After the Great Recession, in 2014 (long before Trump arrived on the scene) America was already creating jobs. (See the Employment-to-population Ratio History from the BLS). There is no reason to think that job-creation will accelerate with the Unemployment Rate already at rock-bottom.
You can’t have tax cuts, an investment boom and a smaller trade deficit
Period.
THE currents of trade, President Donald Trump accepts, will ebb and flow: “Sometimes they can be up and sometimes we can be up,” he said in an interview with The Economist on May 4th. A long-term trade deficit, though—such as that between America and Mexico, which ran to $56bn in 2016—is bad. Bad because it shows that a poor trade deal has been made (see article); bad because money is being thrown away. Achieving more balanced trade, Mr Trump and his team say, will, along with cutting taxes and encouraging more business investment, create jobs and boost growth.
Unfortunately the three proposed pillars of this new prosperity are incompatible. When Americans import more than they sell abroad, foreigners accumulate dollars. Rather than sit on that cash, they invest it in dollar-denominated assets. It is as if container ships arrived at American ports to deliver furniture, computers and cars, and departed filled with American
stocks and bonds. Over time, those assets yield returns in the form of interest, dividends and capital gains. For instance, American taxpayers must pay interest to Japanese holders of Treasury bonds.
America's debt comes cheap because countries world-wide love to hold it since it is denominated in dollars. Which is why, when the dollar drops, countries sell the debt (which only drives the price paid and the dollar lower)! So, foreign trade (which Americans like particularly) becomes more expensive. And, since most of that trade has never or no longer is manufactured in America, there is good reason (depending upon the tradeoff) to kick-start manufacturing. That could be economic goodness, if we had the qualified personnel to man highly automated production lines - but that is not going to create that much employment.
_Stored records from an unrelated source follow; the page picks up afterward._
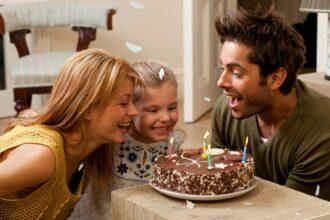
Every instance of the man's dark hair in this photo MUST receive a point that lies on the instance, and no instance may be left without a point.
(272, 41)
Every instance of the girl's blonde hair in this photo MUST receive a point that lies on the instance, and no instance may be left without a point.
(88, 80)
(152, 75)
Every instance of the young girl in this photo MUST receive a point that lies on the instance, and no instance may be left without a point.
(41, 171)
(148, 137)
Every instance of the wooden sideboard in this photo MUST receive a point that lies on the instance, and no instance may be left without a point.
(316, 82)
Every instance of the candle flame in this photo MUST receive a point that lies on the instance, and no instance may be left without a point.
(171, 140)
(206, 135)
(246, 141)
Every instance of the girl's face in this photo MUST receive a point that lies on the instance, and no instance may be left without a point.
(109, 124)
(157, 114)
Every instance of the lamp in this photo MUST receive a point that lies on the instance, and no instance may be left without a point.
(319, 6)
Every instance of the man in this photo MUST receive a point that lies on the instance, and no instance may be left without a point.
(288, 125)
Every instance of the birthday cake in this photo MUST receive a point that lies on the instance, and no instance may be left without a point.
(188, 172)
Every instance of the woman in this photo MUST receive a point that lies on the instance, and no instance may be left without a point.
(45, 161)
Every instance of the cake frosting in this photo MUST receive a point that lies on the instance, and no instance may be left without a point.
(188, 172)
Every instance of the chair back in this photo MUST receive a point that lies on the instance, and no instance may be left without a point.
(56, 13)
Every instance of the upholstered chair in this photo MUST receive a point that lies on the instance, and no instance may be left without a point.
(35, 73)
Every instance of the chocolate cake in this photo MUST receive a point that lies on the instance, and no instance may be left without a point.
(188, 172)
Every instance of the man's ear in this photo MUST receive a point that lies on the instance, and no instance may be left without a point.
(277, 78)
(88, 115)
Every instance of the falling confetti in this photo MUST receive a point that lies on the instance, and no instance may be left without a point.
(190, 205)
(133, 47)
(137, 5)
(161, 73)
(248, 203)
(317, 191)
(208, 99)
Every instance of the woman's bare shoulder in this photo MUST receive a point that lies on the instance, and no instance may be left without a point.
(26, 166)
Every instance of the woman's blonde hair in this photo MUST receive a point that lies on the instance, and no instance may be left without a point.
(88, 80)
(152, 75)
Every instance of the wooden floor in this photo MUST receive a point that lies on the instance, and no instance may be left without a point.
(194, 131)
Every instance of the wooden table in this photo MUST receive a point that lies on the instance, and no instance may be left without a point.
(266, 201)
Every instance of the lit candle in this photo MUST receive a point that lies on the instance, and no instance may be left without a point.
(170, 149)
(205, 144)
(209, 157)
(244, 150)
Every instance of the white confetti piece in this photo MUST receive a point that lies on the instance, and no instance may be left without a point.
(190, 205)
(137, 5)
(133, 47)
(317, 191)
(220, 165)
(248, 203)
(161, 73)
(208, 99)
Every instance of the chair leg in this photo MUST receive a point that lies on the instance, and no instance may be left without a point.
(23, 98)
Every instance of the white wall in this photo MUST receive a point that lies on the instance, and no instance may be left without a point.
(157, 29)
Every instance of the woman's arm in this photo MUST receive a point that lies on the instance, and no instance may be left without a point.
(25, 166)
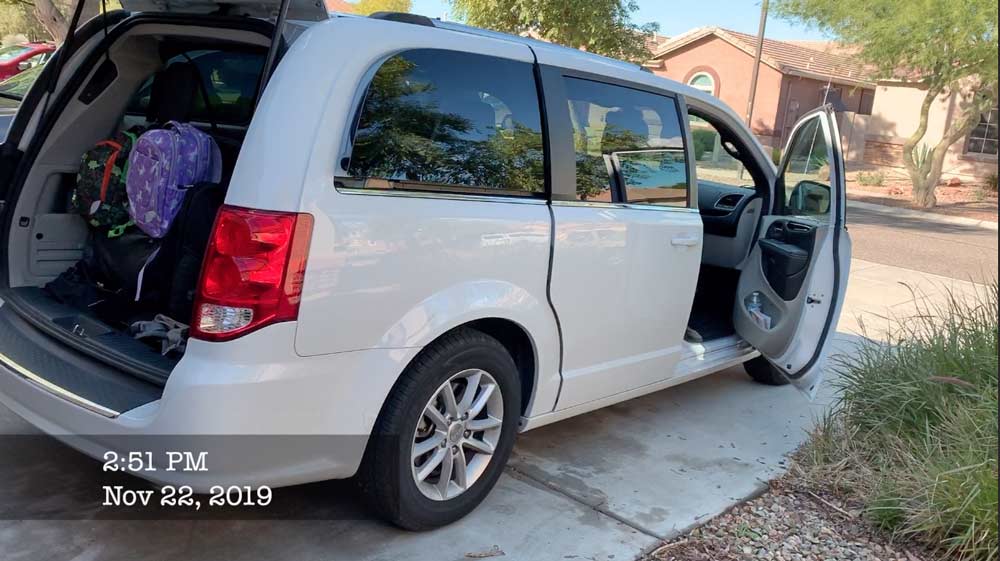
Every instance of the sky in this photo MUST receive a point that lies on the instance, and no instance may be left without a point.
(677, 16)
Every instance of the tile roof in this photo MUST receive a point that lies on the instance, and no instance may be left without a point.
(785, 56)
(339, 6)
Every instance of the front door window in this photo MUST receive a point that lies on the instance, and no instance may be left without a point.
(806, 172)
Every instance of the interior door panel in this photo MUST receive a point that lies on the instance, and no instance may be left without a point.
(729, 215)
(786, 251)
(792, 285)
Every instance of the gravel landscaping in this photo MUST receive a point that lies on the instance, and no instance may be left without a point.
(788, 523)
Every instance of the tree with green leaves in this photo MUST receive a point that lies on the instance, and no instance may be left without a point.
(600, 26)
(950, 47)
(368, 7)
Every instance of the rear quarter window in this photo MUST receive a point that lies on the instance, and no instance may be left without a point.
(435, 120)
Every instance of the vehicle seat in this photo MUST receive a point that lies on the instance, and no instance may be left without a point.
(172, 97)
(172, 94)
(624, 129)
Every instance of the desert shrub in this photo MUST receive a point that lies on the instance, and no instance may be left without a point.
(871, 178)
(914, 434)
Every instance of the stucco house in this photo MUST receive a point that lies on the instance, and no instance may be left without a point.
(794, 77)
(895, 116)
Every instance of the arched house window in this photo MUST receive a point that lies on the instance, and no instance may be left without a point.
(703, 81)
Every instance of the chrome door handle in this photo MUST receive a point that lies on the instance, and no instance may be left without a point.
(685, 240)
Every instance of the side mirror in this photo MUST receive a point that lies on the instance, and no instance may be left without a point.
(809, 197)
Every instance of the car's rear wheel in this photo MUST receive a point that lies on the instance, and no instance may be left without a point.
(764, 372)
(445, 433)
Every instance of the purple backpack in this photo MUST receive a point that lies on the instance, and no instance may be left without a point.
(163, 165)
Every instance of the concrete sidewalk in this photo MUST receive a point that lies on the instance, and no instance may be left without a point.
(609, 485)
(928, 216)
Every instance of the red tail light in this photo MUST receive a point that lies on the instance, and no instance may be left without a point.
(252, 273)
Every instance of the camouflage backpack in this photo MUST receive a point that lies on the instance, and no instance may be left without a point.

Viewing the trade deficit as cheap borrowing exposes the tension at the heart of Trumponomics. If they are to do without the foreign capital they currently import, thus closing the trade deficit, Americans must save more. Yet rather than squirrelling away its money, Mr Trump wants the private sector to go on a spending-and-investment spree, spurred on by deficit-financed tax cuts. “We have to prime the pump,” he says, quite the Keynesian.
It is by no means certain that the thus-primed pump will provide growth on the scale he wants. But history illustrates the likely effect on the trade deficit. In 1981 Ronald Reagan’s tax cuts sent the federal government’s deficit soaring, from 2.5% of GDP in 1981 to 4.9% in 1986. The current account lurched into deficit almost simultaneously. Following this experience, the notion of “twin deficits”—in government borrowing and trade—became popular.
It is difficult to understand from where Trump is getting his Economics Advice, but there is something very wrong with it. Because the advice is at cross-purposes to what the private-sector is likely to do. That is, go on a spending-spree to boost production and thus higher personal incomes that are subsequently spent on Demand.
After the Great Recession, in 2014 (long before Trump arrived on the scene) America was already creating jobs. (See the Employment-to-population Ratio History from the BLS). There is no reason to think that job-creation will accelerate with the Unemployment Rate already at rock-bottom.